The Botany Bay Ships

10/13/20242 min read

In the period covered by this project (1787-1800), it is possible to identify all of the ships engaged in the Botany Bay trade:

  • 53 naval transports (merchant ships employed by the Navy Board, and from 1794, the Transport Board) to carry out convicts and stores. Eight of them sailed out twice, making a total of 61 voyages. 18 of these voyages only involved stores and provisions. Two naval vessels were also used, in part, for transportating convicts. Two of these ships never made it to NSW: one struck an iceberg in the Southern Ocean, the other was taken by mutinous soldiers.

  • 8 naval vessels which sailed to NSW in this period in one role or another.

  • 39 merchant ships which visited the colony in this period, some to trade, some for repairs, or to wood and water.
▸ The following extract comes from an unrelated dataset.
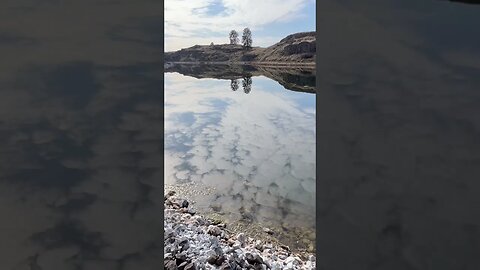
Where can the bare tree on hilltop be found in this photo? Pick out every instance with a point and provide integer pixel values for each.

Eight of these came from England, 13 from British India (one of them twice), and 18 from North America.

  • Four ships belonging to foreign nations, two French and two Spanish, on scientific expeditions.

  • 11 voyages commissioned in the colony, using eight different ships

The Borrowdale, 1784-86, which carried stores to NSW as part of the First Fleet (detail of Francis Holman, ‘First Fleet Storeship Borrowdale’, Australian National Maritime Museum, Object No.00009033)
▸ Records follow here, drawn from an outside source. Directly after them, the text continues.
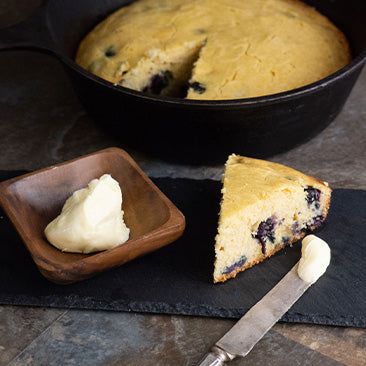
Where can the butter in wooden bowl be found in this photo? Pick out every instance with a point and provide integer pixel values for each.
(91, 219)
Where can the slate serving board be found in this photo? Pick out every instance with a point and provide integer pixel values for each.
(177, 279)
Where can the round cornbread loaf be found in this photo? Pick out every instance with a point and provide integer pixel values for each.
(214, 49)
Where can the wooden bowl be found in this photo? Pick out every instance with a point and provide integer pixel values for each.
(31, 201)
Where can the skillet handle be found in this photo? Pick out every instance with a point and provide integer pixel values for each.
(32, 33)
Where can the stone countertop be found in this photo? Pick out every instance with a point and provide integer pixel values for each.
(43, 123)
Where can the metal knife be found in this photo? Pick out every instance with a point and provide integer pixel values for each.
(242, 337)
The 'Marquis Cornwallis' which carried convicts to NSW in 1795 and stores and livestock in 1797 (Francois Balthazar Solvyns, ‘Portrait of Il Netunno, later Marquis Cornwallis, under sail’, 1793, State Library of NSW, ML 1353)
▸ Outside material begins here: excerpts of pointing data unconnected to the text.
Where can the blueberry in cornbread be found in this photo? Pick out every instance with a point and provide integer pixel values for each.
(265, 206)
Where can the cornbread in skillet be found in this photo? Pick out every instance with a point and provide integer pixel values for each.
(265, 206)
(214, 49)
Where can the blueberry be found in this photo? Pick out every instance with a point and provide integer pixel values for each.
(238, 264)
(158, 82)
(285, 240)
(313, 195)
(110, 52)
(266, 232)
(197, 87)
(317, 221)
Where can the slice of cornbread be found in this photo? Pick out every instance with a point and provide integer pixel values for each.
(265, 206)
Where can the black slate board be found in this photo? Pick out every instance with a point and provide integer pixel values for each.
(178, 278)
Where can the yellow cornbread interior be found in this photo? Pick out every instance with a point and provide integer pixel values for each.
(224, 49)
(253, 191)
All carried guns, but they were more heavily armed following the outbreak of war with France in 1793. Of the 27 convict transports and storeships employed by the Navy Board during the war, 13 carried 'letters of marque' from government, authorising them to capture enemy vessels if the opportunity arose, and two more were issued with letters of marque while they were as sea.

There was nothing special about their design, although they had to be fitted with a prison and security added to the hatches. In some cases, a barricade was installed on the upper deck. These ships were drawn from a variety of backgrounds – the East and West Indies, the Baltic and the Continent, the coastal coal trade, the whale trade and the slave trade.

Related Readings:

The basic details of the Botany Baymen and their voyages are set out in this table.

The naval transports (for both convicts and stores) can be categorized in a variety of ways - only some of these details can be described here. Most were three-masted with two decks, but several were snows or brigs with only two masts and 14 of them had three decks. Paintings of six and small sketches of another four identified vessels are currently known. For some, we lack sufficiently detailed descriptions to be sure of their configuration. Around half had a poop deck, and a third had a raised quarter deck. We do not have enough information to know how many had a raised forecastle deck.